Past: February 26 → April 9, 2011

Mauvaises herbes de Giverny

Par «philosophie à coups de marteau» Nietzsche entendait moins un procédé de destruction des idoles, qu’une façon de les faire résonner, comme les marteaux du piano produisent un son en frappant ses cordes. Ou encore, comme métaphore du marteau de l’artiste qui, joint au burin, façonne une sculpture.
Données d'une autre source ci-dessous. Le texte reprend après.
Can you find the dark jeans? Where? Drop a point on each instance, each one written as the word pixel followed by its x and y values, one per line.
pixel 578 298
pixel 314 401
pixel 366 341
Différentes mauvaises herbes issues du jardin de Giverny, qui fut celui de Claude Monet, sont posées sur de grandes feuilles à dessin avant d’être, par Bernhard Rüdiger, frappées à coups de marteau. Ainsi, le suc des tiges et des fleurs jaillit, se dépose et imprègne le papier dans un dessin fidèle à l’original. En recueillant les mauvaises herbes du Jardin de Giverny, celles qui, sous l’œil de l’illustre peintre impressionniste, devaient disparaître du paysage recomposé avant d’être peint, c’est à l’idole Claude Monet que Bernhard Rüdiger s’attaque à coups de marteau. Ou plutôt, à un discours fondé sur des questions de représentation du monde (dans des termes plus contemporains : de témoignage et de commémoration) quand, pour les héritiers des avant-gardes, il s’agit de le réaliser. Travail encore et toujours à entreprendre face aux thuriféraires inlassables d’une peinture plus prompte à émouvoir qu’à penser.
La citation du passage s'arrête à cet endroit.